Detailed Description of the Invention

[0001]

BACKGROUND OF THE INVENTION 1. Field of the Invention The present invention is intended to suppress a spark generated between a metal plate and a transfer roll when a side end portion of the metal plate such as a hot rolled steel plate is conveyed while being partially heated. The present invention relates to a possible induction heating method.

[0002]

2. Description of the Related Art High-pressure water is sprayed on the surface of a hot-rolled steel sheet after rough rolling for descaling, but at this time, the side edges of the steel sheet tend to be overcooled compared to the central portion. For this reason, a difference occurs in the deformation resistance in the width direction of the steel sheet, which hinders subsequent finish rolling or hot straightening. As a countermeasure, there is a method in which the end portion on the metal plate side is rapidly heated by induction heating during hot rolling to make the temperature distribution in the width direction of the steel sheet uniform.

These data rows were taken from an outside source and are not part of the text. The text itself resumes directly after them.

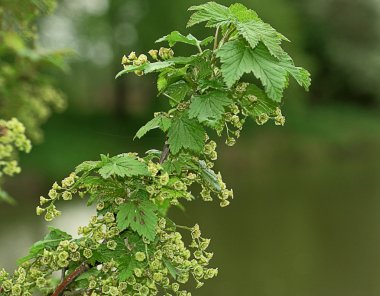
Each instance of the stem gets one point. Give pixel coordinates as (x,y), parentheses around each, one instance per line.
(3,131)
(165,153)
(70,278)
(216,38)
(199,48)
(63,274)
(226,36)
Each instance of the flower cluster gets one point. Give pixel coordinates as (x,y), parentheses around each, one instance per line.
(12,139)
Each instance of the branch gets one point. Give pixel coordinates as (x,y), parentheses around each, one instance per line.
(165,153)
(3,132)
(216,38)
(70,278)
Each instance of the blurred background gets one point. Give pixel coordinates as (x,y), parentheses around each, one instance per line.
(305,219)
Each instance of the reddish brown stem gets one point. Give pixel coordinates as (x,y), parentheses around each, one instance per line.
(70,278)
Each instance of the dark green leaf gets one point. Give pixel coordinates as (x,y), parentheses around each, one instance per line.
(186,133)
(161,121)
(139,215)
(123,165)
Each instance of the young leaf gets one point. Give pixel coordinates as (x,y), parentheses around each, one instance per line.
(238,57)
(241,13)
(186,133)
(86,166)
(147,68)
(140,215)
(126,266)
(122,165)
(209,176)
(301,75)
(256,31)
(161,121)
(176,36)
(263,103)
(176,92)
(209,106)
(103,254)
(51,240)
(212,13)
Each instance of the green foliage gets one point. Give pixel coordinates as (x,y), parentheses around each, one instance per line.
(186,133)
(131,246)
(139,214)
(27,93)
(122,165)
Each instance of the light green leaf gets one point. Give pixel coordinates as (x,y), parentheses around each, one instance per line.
(238,58)
(176,92)
(147,68)
(209,106)
(209,176)
(174,272)
(130,68)
(153,67)
(212,13)
(123,165)
(176,36)
(126,266)
(186,133)
(86,166)
(50,241)
(262,105)
(161,121)
(139,215)
(241,13)
(256,31)
(301,75)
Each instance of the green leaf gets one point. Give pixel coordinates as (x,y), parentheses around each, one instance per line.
(171,268)
(186,133)
(126,266)
(209,176)
(212,13)
(176,36)
(147,68)
(123,165)
(263,103)
(128,69)
(139,215)
(176,92)
(258,31)
(209,106)
(87,166)
(153,67)
(102,254)
(161,121)
(169,76)
(51,241)
(238,58)
(241,13)
(301,75)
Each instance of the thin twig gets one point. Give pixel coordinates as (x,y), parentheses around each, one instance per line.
(70,278)
(165,153)
(216,38)
(63,274)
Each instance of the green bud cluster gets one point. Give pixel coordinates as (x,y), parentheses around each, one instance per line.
(12,139)
(130,246)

Further, in a thick steel plate used as a building material such as a long material for shipbuilding or a bridge or a steel frame, the end portion on the steel plate side is similarly supercooled by water cooling or accelerated cooling during controlled rolling. Therefore, there is a problem that not only the finish rolling is hindered, but also the residual stress of the product is generated, and the stripping camber (lateral bending) of the stripping and cutting material of the thick steel plate becomes large. As a countermeasure against this, Japanese Patent Laid-Open No. 4-662
No. 71 discloses that the supercooled region of the steel sheet side end portion is reheated by induction heating immediately before hot leveling after water cooling and / or during hot leveling, and the temperature difference between the central portion and the side end portion of the steel sheet is, for example, A method of making the temperature uniform in the plate width direction so as to be within 50 ° C is disclosed.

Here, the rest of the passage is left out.